Washington County closing in on new land-limit map

December 12, 2012|By ANDREW SCHOTZ |

Washington County is reluctantly moving ahead with a land-category map to comply with a state law limiting development in rural areas.

The map, as proposed, would place about 58 percent of the county in the most restrictive category, known as Tier 4.

That change is projected to cut potential development in Washington County by about 24 percent, according to calculations by county staff.

Other options are more severe.

If the county balks and does not comply with the new law, a state-imposed map would cut potential development by about 47 percent, the county’s Department of Planning and Zoning reported last week.


A second alternate map recommended by the state is similar, cutting potential development in Tier 4 by about 45 percent.

The state passed the Sustainable Growth and Agricultural Preservation Act of 2012 to protect the Chesapeake Bay through tighter controls of land and development.

The law calls for a four-tier system basing the magnitude of development on the type of land.

Maryland’s counties have a Dec. 31 deadline to adopt their own maps and land designations that align with the new four-tier structure.

According to a chart compiled by the county Department of Planning and Zoning, five counties in Maryland — Garrett, Howard, Kent, Montgomery and Prince George’s — have adopted a tier map.

At least two counties — Queen Anne’s and Wicomico — have no plans to do so, the chart says.

The chart lists 22 Maryland counties, but not the 23rd — Caroline — or Baltimore City.

The Washington County Board of Commissioners has expressed frustration about the new tier system and having to submit to a state mandate.

Commissioner Ruth Anne Callaham has suggested that the county consider suing the state.

On Tuesday, Callaham suggested another rebellious idea. The county could take a map the state proposed for Washington County, showing a large swath of land designated for Tier 4, and reassign that land to the less-restrictive Tier 3, she said.

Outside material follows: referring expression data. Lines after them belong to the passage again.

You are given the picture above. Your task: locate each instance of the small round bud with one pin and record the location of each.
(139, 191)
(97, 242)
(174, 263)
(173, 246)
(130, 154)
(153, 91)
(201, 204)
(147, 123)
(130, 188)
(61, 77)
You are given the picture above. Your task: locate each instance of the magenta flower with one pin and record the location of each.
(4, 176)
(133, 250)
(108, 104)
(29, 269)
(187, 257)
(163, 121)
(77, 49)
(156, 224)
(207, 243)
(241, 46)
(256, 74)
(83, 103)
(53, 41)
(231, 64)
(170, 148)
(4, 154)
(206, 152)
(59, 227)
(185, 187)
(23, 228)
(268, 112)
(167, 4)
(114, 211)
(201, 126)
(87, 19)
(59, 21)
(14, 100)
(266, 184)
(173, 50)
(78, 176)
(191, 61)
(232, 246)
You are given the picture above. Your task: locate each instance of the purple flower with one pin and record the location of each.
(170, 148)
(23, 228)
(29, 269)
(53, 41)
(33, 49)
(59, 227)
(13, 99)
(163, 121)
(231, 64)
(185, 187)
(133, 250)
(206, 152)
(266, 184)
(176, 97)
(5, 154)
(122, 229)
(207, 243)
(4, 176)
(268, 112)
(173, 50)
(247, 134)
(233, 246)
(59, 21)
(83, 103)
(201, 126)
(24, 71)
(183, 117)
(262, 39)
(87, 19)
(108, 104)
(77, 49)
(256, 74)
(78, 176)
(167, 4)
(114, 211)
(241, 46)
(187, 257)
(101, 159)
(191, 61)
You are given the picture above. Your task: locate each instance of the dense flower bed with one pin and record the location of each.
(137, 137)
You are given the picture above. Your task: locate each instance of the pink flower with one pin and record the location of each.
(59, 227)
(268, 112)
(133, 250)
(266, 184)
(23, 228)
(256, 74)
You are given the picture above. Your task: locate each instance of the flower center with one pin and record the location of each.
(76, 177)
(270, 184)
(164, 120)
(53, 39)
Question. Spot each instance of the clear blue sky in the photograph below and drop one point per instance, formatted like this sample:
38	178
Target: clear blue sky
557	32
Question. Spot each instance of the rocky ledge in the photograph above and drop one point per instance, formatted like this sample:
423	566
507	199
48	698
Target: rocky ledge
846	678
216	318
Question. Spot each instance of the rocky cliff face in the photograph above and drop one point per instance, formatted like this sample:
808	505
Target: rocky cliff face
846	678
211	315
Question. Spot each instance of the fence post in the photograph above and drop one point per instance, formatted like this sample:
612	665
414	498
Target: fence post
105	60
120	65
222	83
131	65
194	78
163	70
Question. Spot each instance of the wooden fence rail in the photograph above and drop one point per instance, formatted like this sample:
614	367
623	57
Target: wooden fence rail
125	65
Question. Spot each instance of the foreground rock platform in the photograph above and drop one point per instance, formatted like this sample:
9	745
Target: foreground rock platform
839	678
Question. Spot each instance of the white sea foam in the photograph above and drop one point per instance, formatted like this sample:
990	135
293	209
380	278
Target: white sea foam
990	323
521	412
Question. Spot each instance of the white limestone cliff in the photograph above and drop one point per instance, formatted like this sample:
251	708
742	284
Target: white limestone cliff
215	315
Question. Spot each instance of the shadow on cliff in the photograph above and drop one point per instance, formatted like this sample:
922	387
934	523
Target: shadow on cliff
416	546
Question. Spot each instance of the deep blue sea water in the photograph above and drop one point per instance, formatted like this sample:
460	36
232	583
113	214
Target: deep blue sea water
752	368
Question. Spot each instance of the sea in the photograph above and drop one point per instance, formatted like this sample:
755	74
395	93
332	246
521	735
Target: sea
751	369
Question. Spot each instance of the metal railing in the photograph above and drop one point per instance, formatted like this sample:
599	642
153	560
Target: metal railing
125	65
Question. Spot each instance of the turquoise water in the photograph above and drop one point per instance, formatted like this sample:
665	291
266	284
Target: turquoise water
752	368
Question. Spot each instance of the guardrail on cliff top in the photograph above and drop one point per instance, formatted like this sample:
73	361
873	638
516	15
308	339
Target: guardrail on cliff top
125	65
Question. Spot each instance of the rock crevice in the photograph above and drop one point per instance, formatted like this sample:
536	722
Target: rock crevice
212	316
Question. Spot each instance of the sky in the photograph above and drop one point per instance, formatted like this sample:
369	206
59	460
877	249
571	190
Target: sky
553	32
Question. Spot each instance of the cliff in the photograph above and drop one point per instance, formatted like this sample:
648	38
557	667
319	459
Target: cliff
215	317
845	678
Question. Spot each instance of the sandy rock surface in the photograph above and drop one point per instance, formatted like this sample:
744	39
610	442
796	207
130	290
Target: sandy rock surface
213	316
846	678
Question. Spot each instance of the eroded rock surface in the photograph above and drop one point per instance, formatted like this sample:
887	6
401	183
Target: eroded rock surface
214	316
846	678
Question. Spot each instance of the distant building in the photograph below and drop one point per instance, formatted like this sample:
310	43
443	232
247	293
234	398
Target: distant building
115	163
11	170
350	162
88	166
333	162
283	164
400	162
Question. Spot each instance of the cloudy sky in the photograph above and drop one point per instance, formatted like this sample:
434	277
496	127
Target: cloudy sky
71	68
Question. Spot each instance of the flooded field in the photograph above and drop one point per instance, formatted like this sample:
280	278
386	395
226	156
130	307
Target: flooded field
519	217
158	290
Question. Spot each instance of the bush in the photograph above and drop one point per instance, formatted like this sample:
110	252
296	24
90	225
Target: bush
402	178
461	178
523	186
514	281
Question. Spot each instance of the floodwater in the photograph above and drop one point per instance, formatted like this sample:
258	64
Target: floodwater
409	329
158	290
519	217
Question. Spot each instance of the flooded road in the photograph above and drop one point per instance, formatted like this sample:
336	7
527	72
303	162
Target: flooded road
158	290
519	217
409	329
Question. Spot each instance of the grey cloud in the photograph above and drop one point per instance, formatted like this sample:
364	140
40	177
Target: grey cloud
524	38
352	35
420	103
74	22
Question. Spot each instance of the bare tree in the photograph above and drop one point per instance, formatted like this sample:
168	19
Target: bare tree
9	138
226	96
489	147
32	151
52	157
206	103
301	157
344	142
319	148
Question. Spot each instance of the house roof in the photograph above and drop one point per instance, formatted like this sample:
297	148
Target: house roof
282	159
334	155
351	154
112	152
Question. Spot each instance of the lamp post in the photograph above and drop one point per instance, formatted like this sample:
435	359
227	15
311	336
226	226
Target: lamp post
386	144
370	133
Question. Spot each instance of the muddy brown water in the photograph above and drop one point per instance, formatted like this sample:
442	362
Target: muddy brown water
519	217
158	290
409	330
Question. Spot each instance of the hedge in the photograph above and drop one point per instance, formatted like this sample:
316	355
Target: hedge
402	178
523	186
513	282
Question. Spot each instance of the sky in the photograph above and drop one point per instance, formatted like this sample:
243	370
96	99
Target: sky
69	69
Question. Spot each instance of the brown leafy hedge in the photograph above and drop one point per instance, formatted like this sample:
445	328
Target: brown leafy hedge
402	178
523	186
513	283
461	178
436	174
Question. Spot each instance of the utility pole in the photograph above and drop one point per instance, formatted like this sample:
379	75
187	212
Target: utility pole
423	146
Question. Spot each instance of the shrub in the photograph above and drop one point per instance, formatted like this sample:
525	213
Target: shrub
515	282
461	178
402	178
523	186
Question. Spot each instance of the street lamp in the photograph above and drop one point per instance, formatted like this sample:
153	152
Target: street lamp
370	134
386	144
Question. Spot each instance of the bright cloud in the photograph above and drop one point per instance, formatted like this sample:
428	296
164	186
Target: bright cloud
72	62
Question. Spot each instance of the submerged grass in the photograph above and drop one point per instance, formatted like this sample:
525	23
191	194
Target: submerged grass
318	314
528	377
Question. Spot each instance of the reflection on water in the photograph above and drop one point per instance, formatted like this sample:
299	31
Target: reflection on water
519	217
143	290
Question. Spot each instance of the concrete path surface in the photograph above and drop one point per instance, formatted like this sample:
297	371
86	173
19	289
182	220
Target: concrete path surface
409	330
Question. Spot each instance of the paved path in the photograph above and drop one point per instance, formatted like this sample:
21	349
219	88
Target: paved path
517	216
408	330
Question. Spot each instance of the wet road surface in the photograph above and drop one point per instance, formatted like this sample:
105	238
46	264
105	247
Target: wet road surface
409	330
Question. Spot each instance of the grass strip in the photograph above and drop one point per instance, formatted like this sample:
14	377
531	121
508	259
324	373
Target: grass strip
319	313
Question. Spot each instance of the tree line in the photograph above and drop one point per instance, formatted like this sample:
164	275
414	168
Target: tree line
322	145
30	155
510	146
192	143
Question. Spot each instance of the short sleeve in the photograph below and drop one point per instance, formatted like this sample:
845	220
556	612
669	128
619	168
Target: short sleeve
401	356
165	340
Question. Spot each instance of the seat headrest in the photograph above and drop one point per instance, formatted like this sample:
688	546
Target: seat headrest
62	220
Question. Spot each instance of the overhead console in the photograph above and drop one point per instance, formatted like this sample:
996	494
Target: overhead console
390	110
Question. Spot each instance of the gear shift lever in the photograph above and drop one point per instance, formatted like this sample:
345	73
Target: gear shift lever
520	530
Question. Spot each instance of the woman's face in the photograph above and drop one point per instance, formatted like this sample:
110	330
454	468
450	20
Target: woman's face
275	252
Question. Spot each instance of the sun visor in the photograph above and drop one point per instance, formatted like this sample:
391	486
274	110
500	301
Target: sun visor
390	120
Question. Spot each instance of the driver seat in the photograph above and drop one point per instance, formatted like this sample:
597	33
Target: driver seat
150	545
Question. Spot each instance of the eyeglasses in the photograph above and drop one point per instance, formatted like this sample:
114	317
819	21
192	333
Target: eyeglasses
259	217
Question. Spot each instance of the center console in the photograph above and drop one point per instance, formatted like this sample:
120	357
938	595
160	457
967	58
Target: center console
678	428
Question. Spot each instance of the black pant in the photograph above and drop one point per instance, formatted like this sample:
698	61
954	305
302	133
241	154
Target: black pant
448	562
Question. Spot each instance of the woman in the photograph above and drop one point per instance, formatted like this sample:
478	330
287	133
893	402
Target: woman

Referring to a state planning official whose letter accompanied the restrictive proposed map, Callaham said, “He’s making a travesty of this whole thing.”

County officials, though, have noted that while Washington County is free to choose its own map, local compliance with the septic law will be noted in a report to the state legislature in early 2013.

Stephen Goodrich, the director of the county’s Department of Planning and Zoning, said counties are concerned that the legislature could look unkindly on noncompliance and decide on even tighter septic limitations.

On the map Washington County is leaning toward passing, 6.6 percent of the land would be in Tier 1, which allows development under existing public sewer service.

Tier 2, in which public sewer service is planned, would have 7.0 percent of the land.

Tier 3, with no public sewer service, would have 28.2 percent of the land.

In Tier 4, which would have 58.2 percent of the land, only “minor” subdivisions are allowed.

Washington County currently defines “minor” as no more than five lots, but is planning to increase that ceiling to seven lots, as allowed under state law.

County staff will draw up the new map for a vote by the commissioners, probably on Tuesday, their last scheduled meeting of the year.